If analysts are correct on expectations of the future, STX will most likely have a harder time due to its higher leverage. However, I wouldn't be too concerned, in FY 2012 operating earnings were 12.90x interest. Even according to analysts' dire expectations of the future STX should make enough to cover the interest charge with a wide margin.
It's doubtful that WDC and STX will have as bad a future as S&P analysts suggest. In fact the "fair value" given to WDC by S&P analysts is $69, 18% higher than its current price, even as they give a "sell" rating on the stock. This is because they see the stock declining over the next 12 months. However, over the long-term they feel that the stock is worth more than it's currently selling at
It should also be noted that during a WDC conference on Wednesday April 24, 2013, management mentioned:
"Over the last 5 years, the revenue contribution of our non-PC related business has grown from 35%, in fiscal year '08 and is projected to account for more than 50% of our revenue in fiscal year '13. As a reminder, our monthly fee-related business is comprised of our branded products, consumer electronics and enterprise business, which includes SSDs." (Seeking Alpha Transcripts)

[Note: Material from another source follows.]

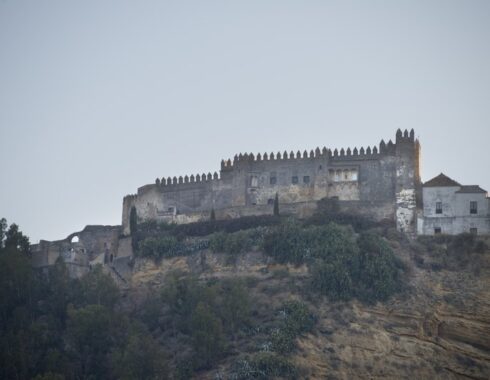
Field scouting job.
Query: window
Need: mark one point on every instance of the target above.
(473, 207)
(438, 207)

Although I don't know what percentage of STX's revenue came from non-PC related business, I would not be surprised if it was in line with WDC's. However, it is clear that both companies are taking steps to move away from PCs.

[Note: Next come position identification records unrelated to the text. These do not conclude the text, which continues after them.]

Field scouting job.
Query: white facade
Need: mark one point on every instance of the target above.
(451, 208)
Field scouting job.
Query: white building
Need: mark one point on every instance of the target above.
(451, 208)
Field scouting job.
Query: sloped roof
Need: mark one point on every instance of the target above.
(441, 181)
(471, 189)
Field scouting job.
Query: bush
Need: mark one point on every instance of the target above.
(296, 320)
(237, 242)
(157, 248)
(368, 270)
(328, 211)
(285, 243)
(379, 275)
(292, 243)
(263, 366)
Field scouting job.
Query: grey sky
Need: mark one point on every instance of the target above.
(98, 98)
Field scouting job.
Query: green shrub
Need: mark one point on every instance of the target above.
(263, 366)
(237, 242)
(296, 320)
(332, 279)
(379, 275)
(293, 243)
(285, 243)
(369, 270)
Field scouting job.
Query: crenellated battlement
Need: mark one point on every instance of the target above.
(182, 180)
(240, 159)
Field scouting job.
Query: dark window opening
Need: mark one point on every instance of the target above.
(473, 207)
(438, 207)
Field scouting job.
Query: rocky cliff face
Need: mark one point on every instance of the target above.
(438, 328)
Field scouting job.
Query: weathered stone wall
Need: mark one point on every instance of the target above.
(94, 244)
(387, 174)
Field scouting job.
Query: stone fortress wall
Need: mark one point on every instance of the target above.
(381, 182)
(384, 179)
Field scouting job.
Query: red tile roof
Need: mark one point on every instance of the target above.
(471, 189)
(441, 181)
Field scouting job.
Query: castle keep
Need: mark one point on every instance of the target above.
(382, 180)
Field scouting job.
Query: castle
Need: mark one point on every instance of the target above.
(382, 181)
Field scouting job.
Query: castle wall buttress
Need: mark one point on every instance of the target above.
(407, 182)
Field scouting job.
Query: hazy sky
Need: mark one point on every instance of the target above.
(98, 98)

For the aforementioned reasons, I think it's reasonable to value these companies at an enterprise value of 10 times EBIT. When calculating this figure, it is preferable to use average earnings of, say, the last 5 years. This includes the recession years, which should give us an idea of how to value these shares in an economic downturn, especially STX. We will also base values on EV, which means that 10 times EBIT will equal a hypothetical EV that we would be willing to pay. Based on this EV, we will be able to calculate backwards to what we think the equity of the company is worth. However, since both companies have made major acquisitions that greatly impact their businesses, an average of the last 5 years may not be a great indicator of what the future earnings power of either company may be. Therefore, we will also take FY 2012's earnings and use a multiple of 8. We can then use the average of these two valuations to come to a conclusion about what we think the shares are worth.
To do this calculation we will take the hypothetical EV (EBIT x 10) and add back in the excess cash and deduct the value of the companies' debt and be left with an amount that we feel is what the equity is worth. We then divide this by the amount of shares currently outstanding, arriving at the price per share that we would be willing to pay.
While the above calculation tells us what the shares of each company are worth at this time, Benjamin Graham warns us that we must always add in a "margin-of-safety." As such, investors should only be willing to buy these stocks at prices lower than the amount we calculated above.
Therefore, although both stocks are currently priced with low P/E ratios, investors should realize that they are not getting a bargain or as deep a discount as they may think. Although I do think that these stocks will do well over the long-term, they do not seem priced low enough for an investor that is looking for value.